Chaque année, l’expérimentation animale tue en moyenne 11,5 millions d’animaux dans les laboratoires européens et 2 millions dans les établissements français. Une pratique fortement décriée qui a refait parler d’elle le 24 avril dernier à l’occasion de la Journée mondiale des animaux dans les Laboratoires (JMAL). Celle-ci, s’appuyant sur la reconnaissance par les Nations unies, correspond à une campagne internationale abolitionniste de tout test et de toute expérience sur tous les animaux pour des raisons éthiques et scientifiques. Une minute de silence internationale est d’ailleurs organisée ce jour-là à 12h en hommage aux animaux utilisés en laboratoire.

Cela fait maintenant plusieurs années que le mouvement abolitionniste de l’expérimentation animale ne cesse de s’accroître. Ainsi, le 22 avril, a eu lieu un nouveau "happening STOP" aux animaux dans les laboratoires scientifiques à Nice. Il s’agit d’opérations d'envergure des suites desquelles d’autres manifestations se tiendront. Notamment, le 13 mai 2017, un happening à échelle régionale se déroulera au Havre. Ces manifestations sont de plus en plus nombreuses et radicales contre l’expérimentation animale. C’est un sujet sensible et délicat à traiter.
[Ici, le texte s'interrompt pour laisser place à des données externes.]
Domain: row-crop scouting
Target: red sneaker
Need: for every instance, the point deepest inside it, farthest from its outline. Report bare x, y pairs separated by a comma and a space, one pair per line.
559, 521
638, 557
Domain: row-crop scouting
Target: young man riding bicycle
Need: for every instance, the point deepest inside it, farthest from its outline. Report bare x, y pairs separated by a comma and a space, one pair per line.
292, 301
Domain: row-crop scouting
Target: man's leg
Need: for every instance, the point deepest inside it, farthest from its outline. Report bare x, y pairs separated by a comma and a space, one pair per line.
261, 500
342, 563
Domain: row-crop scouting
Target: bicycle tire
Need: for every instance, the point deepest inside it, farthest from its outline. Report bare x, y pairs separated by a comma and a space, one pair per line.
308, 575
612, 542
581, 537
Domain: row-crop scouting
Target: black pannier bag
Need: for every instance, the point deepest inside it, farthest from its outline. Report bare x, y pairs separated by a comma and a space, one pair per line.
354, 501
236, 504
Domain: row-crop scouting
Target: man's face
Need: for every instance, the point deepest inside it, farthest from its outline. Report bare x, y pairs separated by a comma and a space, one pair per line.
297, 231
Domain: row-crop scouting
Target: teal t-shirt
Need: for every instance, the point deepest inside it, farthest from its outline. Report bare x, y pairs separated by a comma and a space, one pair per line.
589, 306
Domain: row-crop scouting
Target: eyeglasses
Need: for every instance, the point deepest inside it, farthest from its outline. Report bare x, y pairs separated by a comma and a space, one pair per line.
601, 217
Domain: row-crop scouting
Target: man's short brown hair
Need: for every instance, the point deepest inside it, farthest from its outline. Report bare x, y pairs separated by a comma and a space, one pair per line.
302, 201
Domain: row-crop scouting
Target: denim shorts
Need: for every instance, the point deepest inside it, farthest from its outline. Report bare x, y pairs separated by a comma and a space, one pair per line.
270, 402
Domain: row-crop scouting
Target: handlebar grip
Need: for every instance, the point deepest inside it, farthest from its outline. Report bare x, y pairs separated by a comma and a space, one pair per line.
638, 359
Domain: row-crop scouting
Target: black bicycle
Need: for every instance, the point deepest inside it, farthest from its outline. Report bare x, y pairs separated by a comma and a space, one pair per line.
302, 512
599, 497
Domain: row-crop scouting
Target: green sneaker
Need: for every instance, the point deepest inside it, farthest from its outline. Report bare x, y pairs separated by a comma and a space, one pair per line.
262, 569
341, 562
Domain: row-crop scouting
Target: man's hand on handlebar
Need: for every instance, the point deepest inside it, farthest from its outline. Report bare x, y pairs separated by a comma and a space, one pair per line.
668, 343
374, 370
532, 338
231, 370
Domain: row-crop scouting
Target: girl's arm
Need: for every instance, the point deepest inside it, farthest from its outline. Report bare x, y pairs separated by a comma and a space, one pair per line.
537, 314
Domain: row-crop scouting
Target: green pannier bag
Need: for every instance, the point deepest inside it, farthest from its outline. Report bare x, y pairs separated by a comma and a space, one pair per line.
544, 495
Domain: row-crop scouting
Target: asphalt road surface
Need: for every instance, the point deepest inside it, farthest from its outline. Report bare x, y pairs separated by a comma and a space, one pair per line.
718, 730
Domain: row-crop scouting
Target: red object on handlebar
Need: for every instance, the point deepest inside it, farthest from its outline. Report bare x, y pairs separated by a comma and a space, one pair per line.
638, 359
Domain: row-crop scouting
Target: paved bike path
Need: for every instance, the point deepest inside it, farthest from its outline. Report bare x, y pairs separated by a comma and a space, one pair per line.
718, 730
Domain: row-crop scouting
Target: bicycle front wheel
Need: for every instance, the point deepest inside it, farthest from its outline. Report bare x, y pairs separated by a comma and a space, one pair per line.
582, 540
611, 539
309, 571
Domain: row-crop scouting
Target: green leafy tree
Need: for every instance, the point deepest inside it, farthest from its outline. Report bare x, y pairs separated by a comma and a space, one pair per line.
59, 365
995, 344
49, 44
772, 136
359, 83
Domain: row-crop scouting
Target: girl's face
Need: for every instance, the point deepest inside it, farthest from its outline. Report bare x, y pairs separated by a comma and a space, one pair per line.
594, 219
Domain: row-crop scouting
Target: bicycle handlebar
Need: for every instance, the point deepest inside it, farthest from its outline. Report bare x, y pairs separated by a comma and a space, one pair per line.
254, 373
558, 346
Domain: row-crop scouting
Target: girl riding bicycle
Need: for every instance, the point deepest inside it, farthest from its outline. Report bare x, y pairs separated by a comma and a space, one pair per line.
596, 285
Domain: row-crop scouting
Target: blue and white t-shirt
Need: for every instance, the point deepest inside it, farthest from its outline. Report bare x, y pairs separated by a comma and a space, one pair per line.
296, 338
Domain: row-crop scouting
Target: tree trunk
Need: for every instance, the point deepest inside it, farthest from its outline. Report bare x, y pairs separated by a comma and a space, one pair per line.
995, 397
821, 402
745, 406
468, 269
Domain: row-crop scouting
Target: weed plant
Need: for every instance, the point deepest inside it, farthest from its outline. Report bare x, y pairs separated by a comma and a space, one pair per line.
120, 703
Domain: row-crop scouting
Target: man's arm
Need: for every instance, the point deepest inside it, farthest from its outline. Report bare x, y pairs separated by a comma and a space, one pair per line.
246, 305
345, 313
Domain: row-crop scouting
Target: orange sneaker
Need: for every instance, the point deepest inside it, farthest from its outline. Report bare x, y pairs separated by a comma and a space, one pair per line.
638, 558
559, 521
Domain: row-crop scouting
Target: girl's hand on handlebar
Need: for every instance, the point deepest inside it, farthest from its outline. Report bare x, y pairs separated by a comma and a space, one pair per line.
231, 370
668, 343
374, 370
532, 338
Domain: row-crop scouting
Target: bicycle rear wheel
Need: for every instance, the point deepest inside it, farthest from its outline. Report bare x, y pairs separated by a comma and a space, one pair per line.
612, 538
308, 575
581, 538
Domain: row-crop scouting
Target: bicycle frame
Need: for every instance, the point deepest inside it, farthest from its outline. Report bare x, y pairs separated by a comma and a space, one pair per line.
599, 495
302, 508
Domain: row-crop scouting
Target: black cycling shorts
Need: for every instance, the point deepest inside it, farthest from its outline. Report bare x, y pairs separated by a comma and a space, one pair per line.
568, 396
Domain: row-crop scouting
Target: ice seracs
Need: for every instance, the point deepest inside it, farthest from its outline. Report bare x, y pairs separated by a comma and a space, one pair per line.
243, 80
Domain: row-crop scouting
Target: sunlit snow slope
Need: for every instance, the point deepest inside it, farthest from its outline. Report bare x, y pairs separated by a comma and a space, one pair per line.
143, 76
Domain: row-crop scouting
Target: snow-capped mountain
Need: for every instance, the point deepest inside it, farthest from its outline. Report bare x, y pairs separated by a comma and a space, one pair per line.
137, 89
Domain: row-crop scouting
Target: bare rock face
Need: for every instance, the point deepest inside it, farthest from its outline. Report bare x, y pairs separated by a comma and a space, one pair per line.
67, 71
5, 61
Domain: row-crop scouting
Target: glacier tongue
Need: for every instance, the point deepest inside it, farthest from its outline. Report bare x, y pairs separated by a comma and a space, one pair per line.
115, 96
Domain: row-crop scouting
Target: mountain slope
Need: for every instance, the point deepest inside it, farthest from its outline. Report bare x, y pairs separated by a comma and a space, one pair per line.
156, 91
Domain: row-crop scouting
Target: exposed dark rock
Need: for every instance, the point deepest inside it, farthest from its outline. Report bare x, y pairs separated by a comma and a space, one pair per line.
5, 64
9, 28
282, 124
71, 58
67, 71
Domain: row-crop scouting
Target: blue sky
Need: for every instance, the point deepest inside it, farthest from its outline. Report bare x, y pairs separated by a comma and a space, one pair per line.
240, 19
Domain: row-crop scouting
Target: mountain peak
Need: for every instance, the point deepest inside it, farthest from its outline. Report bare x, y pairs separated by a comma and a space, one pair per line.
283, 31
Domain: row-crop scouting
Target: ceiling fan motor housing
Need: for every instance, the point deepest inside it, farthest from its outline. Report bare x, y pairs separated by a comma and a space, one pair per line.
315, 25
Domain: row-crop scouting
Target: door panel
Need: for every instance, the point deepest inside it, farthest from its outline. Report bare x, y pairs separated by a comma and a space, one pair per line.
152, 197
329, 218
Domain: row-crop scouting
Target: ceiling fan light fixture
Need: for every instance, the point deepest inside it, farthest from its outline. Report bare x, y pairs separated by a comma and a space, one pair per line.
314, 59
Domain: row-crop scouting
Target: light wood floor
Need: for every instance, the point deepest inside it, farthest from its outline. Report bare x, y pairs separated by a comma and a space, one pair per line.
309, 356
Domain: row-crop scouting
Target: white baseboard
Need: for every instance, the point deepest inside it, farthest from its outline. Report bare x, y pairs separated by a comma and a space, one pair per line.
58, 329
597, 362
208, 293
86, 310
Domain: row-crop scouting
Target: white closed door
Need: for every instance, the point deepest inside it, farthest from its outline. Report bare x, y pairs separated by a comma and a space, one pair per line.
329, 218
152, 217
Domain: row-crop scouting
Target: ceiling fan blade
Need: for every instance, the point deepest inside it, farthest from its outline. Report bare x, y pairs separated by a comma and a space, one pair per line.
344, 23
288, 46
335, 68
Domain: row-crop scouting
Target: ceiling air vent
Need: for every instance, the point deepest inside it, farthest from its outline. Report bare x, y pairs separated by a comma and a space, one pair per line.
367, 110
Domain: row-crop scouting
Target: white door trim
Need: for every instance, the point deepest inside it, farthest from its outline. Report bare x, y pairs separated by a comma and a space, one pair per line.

En effet des intérêts contraires sont en jeu, défendus par des acteurs très différents comme les associations de protection animale, les lobbyings industriels et les laboratoires pharmaceutiques, ou encore les acteurs de la recherche scientifique. 

L’expérimentation animale est vue comme l’étape incontournable de la protection de la santé, de l’environnement et de la sécurité. Mais cette vision change pourtant au fur et à mesure. Les textes juridiques peuvent en attester. Au-delà des dispositions générales sur la considération de la qualité d’"êtres vivants doués de sensibilité"[1] imposant le respect du bien-être animal, il existe des dispositions spécifiques aux domaines d’utilisation des animaux à des fins scientifiques: le règlement européen du 30 novembre 2009 concernant le domaine des cosmétiques[2], le règlement européen du 18 décembre 2006 REACh[3] et la directive du 22 septembre 2010 relative à la protection des animaux utilisés à des fins scientifiques[4]. Ces trois textes sont importants et vont dans le sens d’une meilleure protection de l’animal utilisé[5].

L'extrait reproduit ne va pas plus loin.